Even Switzerland Is Obsessed With Smartwatches Now

Watches last forever. Gadgets don’t. Where does that leave luxury smartwatches?
Movado's new Connect smartwatch
Movado's new Connect smartwatchMovado

The Swiss watch market exists within a blissful parallel universe. In this magical place, people celebrate the contemplative beauty of a perpetual calendar complication, and happily pay five or six figures for mechanical timepieces that don't actually keep time accurately. This universe arose during the Renaissance, and changes slowly. The heritage, the history, the---ahem---timelessness of it all remains precisely the point.

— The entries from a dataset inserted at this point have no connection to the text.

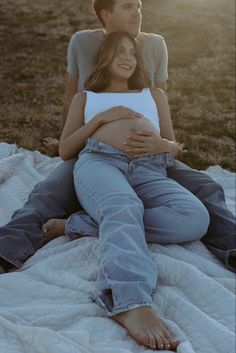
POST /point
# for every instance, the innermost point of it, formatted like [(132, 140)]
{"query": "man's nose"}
[(136, 12)]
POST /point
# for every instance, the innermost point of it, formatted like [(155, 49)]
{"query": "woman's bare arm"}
[(75, 132)]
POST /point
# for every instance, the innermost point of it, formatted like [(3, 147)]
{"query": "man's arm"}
[(71, 90), (161, 85)]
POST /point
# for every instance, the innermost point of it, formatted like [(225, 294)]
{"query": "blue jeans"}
[(23, 235), (133, 201)]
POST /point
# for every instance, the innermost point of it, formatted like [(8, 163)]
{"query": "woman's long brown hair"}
[(100, 77)]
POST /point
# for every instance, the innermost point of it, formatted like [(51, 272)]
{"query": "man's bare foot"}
[(52, 144), (53, 228), (146, 328)]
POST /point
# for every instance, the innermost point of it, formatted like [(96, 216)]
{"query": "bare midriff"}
[(115, 133)]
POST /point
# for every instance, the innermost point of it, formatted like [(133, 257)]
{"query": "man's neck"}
[(117, 86)]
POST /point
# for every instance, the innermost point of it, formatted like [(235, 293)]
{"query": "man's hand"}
[(51, 144), (145, 143), (117, 113)]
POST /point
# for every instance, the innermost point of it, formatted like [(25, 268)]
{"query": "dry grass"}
[(201, 87)]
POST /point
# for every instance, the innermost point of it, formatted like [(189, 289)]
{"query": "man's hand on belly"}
[(144, 143)]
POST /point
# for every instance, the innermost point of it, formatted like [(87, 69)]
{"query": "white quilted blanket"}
[(45, 307)]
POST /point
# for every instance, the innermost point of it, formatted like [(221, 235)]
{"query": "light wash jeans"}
[(127, 197)]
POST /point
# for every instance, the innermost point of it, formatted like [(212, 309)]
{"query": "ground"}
[(201, 87)]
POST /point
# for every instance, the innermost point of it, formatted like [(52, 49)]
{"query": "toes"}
[(167, 345), (174, 345), (152, 342), (142, 339), (159, 343)]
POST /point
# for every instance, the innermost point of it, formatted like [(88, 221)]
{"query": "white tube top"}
[(142, 102)]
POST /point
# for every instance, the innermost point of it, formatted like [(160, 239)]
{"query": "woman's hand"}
[(117, 113), (177, 148), (145, 143)]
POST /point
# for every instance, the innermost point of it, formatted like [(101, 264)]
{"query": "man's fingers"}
[(136, 138), (134, 143), (144, 133)]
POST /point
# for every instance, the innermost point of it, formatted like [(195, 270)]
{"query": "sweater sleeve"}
[(161, 72), (72, 56)]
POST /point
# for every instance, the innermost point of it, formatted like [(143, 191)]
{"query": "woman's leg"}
[(127, 276), (172, 213)]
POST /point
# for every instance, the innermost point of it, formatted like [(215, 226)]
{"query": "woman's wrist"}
[(167, 145)]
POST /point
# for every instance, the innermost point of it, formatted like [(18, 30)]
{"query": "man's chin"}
[(134, 31)]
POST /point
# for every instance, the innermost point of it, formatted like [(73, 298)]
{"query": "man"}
[(55, 197)]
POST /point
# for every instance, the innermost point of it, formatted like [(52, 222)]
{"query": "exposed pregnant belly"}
[(115, 133)]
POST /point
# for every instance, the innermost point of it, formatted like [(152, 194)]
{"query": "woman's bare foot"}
[(146, 328), (53, 228), (52, 144)]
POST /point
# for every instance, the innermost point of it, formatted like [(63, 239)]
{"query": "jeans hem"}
[(122, 308)]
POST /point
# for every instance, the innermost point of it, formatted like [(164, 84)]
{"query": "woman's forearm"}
[(70, 146)]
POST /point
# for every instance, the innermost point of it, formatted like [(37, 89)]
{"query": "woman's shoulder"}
[(80, 97), (157, 93)]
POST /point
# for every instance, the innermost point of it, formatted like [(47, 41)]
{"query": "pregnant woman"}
[(128, 197)]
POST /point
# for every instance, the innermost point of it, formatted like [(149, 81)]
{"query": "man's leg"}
[(221, 237), (53, 197)]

That universe is unraveling. The watch industry is in a precipitous decline, one that started when people realized their smartphone does a pretty good job telling the time. Last year, Apple bragged about being the second-biggest watchmaker on the planet. Swiss watch exports, meanwhile, fell 16.1 percent in the first half of 2016, the fastest decline ever. The industry faces intense competition from companies like Apple, Samsung, LG, and Huawei that don't know much about complications but know everything about making the connected devices people love.

You see smartwatches everywhere at Baselworld 2017, which you could call the Consumer Electronics Show of watchmaking. In fact, the first thing you see after walking in the door is the Tag Heuer Connected 45, a stylish modular smartwatch that costs $1,700. Depending who you ask, such timepieces represent a massive opportunity to woo a new generation of buyers, or a looming threat to everything that makes watches great. Either way, smartwatches are on everyone's mind.

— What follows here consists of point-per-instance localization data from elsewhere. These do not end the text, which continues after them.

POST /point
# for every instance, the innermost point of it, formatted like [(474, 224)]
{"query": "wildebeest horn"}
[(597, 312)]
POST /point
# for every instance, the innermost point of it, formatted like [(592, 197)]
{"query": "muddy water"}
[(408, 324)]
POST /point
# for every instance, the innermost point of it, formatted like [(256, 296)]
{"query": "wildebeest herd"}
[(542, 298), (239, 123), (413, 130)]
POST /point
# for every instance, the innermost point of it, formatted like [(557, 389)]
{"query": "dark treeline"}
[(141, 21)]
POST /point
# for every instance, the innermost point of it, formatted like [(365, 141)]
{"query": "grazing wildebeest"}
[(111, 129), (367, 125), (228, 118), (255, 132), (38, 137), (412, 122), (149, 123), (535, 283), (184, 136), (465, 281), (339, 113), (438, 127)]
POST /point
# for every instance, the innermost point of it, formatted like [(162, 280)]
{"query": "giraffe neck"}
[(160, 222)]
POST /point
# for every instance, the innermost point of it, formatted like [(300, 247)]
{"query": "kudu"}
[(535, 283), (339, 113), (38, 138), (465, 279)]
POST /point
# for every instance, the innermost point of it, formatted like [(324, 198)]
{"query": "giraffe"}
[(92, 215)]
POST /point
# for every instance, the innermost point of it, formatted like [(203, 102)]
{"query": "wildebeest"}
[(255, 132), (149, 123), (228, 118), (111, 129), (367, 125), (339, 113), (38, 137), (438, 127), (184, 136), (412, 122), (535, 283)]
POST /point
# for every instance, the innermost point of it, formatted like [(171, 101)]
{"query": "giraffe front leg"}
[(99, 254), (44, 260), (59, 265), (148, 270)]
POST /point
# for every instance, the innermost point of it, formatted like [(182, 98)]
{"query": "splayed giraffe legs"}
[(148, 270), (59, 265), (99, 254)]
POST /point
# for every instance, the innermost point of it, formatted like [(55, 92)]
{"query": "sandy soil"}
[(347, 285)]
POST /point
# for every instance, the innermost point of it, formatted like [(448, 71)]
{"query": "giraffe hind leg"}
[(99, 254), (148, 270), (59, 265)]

Fossil’s Q Activist hybrid smartwatch

Fossil/Harper Ewing

Not that anyone even agrees on what a smartwatch is. Some embrace the Apple and LG model of building big wrist-puters with big touchscreens. The idea is to complement, if not replace, your phone by letting you receive notifications, track your fitness, send email, and more. It doesn't matter whether you buy a Movado, a Tag Heuer, or a Montblanc, because they all offer the same basic features. They're probably made by the same company, too---Fossil, which has become a licensing giant. Prices vary only because you're buying a brand, a look, a feeling.

On the other wrist, you find what you might call the smart-ish watch, or the hybrid. It looks like a conventional timepiece. You don't charge it each day, or even each year. It collects fitness and sleep data, and vibrates when you get an important notification. But such things are secondary to its primary function: keeping time. Pretty soon you'll be able to buy a watch like this from Fossil, Guess, Hugo Boss, and Tory Burch. Soon enough, you can easily imagine every reasonably priced watch featuring some measure of connectivity. The components needed to add, say, Bluetooth, to a watch are so small, so efficient, and so cheap that there's little reason not to include them.

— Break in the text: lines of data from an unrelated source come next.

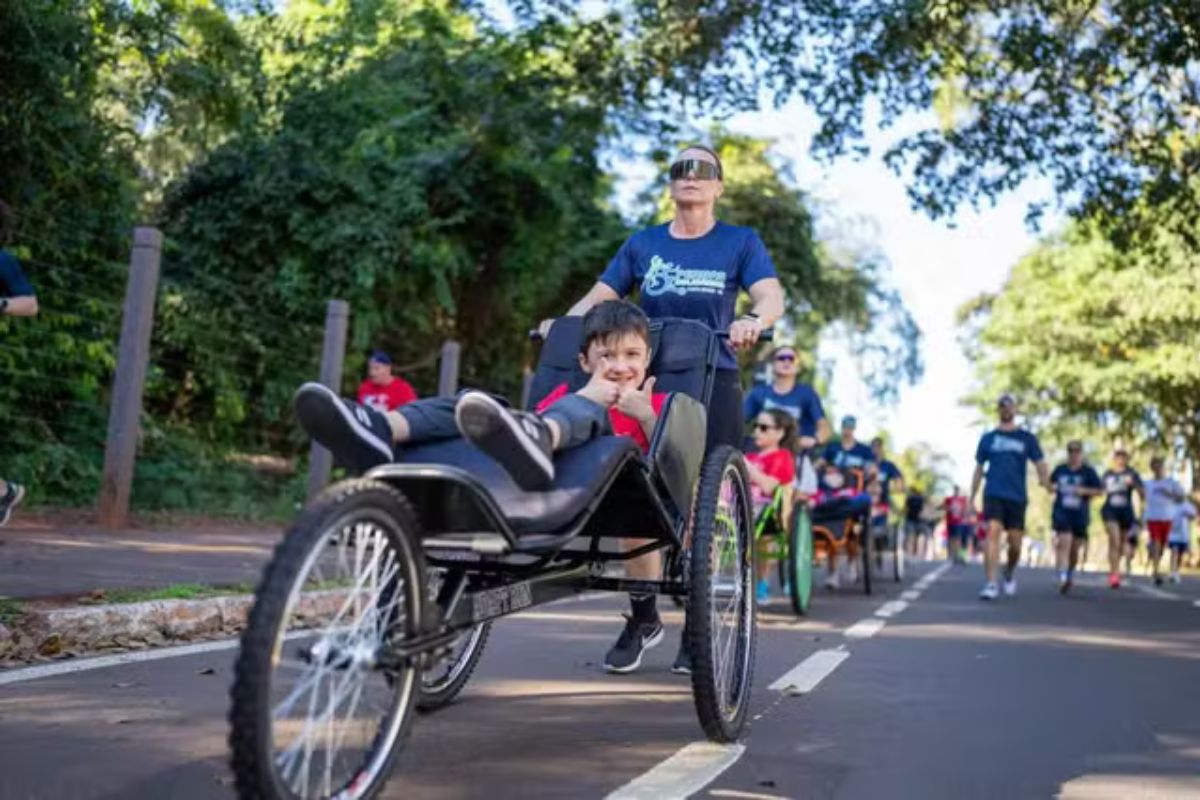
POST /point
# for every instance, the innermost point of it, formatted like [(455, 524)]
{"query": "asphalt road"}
[(1096, 695)]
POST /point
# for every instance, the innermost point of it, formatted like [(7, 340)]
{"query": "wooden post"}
[(448, 374), (132, 355), (333, 359)]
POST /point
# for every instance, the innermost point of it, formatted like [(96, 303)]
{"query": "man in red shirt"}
[(958, 525), (382, 390)]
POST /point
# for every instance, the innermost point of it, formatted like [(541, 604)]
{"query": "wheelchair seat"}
[(581, 475)]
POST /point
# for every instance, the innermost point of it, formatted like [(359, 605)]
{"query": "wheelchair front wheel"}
[(799, 560), (318, 708), (720, 601)]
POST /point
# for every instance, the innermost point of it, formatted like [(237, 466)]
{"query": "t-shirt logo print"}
[(665, 277)]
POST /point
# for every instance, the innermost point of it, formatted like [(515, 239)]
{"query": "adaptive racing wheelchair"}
[(378, 600)]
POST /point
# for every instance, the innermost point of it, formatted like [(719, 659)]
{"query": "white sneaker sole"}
[(653, 642), (493, 428), (313, 403)]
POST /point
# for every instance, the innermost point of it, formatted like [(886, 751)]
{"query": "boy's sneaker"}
[(682, 665), (634, 641), (11, 499), (358, 435), (519, 441)]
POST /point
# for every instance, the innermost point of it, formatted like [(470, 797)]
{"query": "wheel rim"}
[(335, 715), (730, 600)]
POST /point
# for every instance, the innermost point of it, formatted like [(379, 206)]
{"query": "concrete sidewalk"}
[(54, 555)]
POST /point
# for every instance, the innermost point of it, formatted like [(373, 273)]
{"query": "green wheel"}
[(799, 560)]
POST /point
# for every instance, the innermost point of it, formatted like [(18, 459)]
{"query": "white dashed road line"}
[(891, 608), (865, 629), (682, 775), (804, 677)]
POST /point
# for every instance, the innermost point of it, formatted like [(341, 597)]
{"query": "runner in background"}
[(1006, 450), (1163, 497), (1181, 536), (1121, 482), (382, 390), (787, 394), (958, 525), (1074, 485)]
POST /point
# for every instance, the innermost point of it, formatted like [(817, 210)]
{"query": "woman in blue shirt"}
[(694, 268)]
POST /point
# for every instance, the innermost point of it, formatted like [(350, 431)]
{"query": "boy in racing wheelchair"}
[(617, 400), (839, 497), (772, 470)]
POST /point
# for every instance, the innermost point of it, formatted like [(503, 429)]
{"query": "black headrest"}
[(684, 354)]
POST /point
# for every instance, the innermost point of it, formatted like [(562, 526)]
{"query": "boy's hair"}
[(613, 319)]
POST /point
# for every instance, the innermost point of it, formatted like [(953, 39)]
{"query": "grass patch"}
[(10, 611), (174, 591)]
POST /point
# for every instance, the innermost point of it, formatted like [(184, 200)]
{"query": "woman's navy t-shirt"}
[(693, 278)]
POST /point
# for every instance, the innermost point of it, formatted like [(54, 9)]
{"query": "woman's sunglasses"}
[(695, 169)]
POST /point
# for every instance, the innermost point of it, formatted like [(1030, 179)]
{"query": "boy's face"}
[(621, 359)]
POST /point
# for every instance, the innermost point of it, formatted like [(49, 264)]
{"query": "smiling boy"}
[(618, 398)]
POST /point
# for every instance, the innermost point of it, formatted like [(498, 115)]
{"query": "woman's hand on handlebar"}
[(744, 332)]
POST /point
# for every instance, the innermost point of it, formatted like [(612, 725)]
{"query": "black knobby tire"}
[(799, 560), (867, 543), (435, 696), (358, 506), (721, 654)]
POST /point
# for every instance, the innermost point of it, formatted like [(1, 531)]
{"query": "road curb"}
[(63, 632)]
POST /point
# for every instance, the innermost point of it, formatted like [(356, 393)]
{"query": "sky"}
[(936, 265)]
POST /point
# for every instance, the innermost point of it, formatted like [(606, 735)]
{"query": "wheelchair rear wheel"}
[(799, 560), (315, 713), (720, 600)]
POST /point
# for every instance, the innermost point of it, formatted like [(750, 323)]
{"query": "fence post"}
[(448, 373), (526, 386), (333, 358), (132, 355)]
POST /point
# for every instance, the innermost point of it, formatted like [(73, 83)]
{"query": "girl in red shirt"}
[(771, 467)]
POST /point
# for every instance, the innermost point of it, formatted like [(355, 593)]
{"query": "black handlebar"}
[(765, 335)]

But adding such things to a watch invariably calls into question what a watch is, and what it does. Watchmakers like Patek Philippe, Rolex, and Harry Winston craft timepieces you leave to your children, not trade in at the Verizon store when a new model arrives. They are heirlooms, not commodities, and more art than technology. As company reps showed me their Baselworld products, they talked about materials and movements and historical inspirations, not Wi-Fi specs or processor speeds. Rolex watches are notoriously bad at keeping accurate time, but this basic failing does not diminish its brand in the slightest. Because it's not really about telling the time.

Montblanc’s Summit smartwatch

Montblanc

And so the question isn't whether a watchmaker like Rolex can make a smartwatch, but what a Rolex smartwatch would mean. When every Android Wear watch is the same---which is to say six months away from hopelessly obsolescence---how do you make something that lasts forever? In a world where everything is only exciting until the upgrade comes along, does such timelessness even matter?

Some companies are diving into this new market eagerly. Michael Kors, for instance, says every men's watch it sells will feature some measure of connectivity. But for others, particularly the truly luxurious brands, finding the right balance of past and future, heritage and innovation, remains a challenge.